Silver, platinum, palladium, rhodium, copper...

Just as people have generally centered around gold, people have so far generally centered on Bitcoin. There's a great deal of other metals and a great deal of other cryptocurrencies, but if nobody really cares about them, then they are not relevant to the conversation.

4 comments

Gold has actual use. At minimum, gold is worth the value of it's conductivity properties, or of it's high malleability, high density, low reactivity and low toxicity, or it's pretty looks. Bitcoin has none of those going for it except maybe the looks (to anyone who has a copy of the "pretty" Blockchain)
> palladium, rhodium

Sidenote: Both of them have surpassed gold in terms of pricing for a while recently. Not every cryptocurrency is valuable, but some can be if they can fill a gap like palladium and rhodium, that were mostly useless metals 100 years ago.

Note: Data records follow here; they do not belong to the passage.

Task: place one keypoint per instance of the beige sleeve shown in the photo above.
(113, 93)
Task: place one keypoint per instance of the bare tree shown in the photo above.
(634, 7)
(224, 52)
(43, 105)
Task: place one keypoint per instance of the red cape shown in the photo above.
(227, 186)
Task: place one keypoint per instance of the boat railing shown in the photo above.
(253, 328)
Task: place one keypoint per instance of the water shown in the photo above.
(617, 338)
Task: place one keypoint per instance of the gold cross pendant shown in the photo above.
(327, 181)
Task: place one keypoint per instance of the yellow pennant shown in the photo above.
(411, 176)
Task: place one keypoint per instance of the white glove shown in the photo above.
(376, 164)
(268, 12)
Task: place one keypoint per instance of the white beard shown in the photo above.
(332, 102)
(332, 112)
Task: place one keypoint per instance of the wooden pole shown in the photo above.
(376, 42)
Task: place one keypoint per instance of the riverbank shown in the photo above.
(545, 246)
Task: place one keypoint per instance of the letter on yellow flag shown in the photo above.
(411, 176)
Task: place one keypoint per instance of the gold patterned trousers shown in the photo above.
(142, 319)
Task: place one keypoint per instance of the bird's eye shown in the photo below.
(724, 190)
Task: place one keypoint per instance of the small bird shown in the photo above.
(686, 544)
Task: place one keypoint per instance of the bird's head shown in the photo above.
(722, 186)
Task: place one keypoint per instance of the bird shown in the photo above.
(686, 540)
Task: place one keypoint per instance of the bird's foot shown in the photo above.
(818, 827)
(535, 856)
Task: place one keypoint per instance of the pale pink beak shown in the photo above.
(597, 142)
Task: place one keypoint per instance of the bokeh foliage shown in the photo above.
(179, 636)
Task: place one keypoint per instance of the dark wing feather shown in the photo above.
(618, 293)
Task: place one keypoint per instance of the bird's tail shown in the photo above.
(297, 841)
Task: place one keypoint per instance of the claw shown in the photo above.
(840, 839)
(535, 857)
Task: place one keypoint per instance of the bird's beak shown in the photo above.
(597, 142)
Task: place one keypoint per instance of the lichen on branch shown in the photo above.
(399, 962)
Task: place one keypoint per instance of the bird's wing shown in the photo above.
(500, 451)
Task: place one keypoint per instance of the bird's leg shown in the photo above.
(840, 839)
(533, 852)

You can't make new rare elements out of thin air though.
If you had enough energy and the right equipment/process you could "alchemize" gold or any other element out of Oxygen/Carbon/Nitrogen.
Sure you can. Create a new chemical and call it a "rare substance". It will probably get about as little traction as the long tail of 99% of the cryptocurrencies out there.
Much like Bitcoin gold has virtually no uses (outside of being worth money)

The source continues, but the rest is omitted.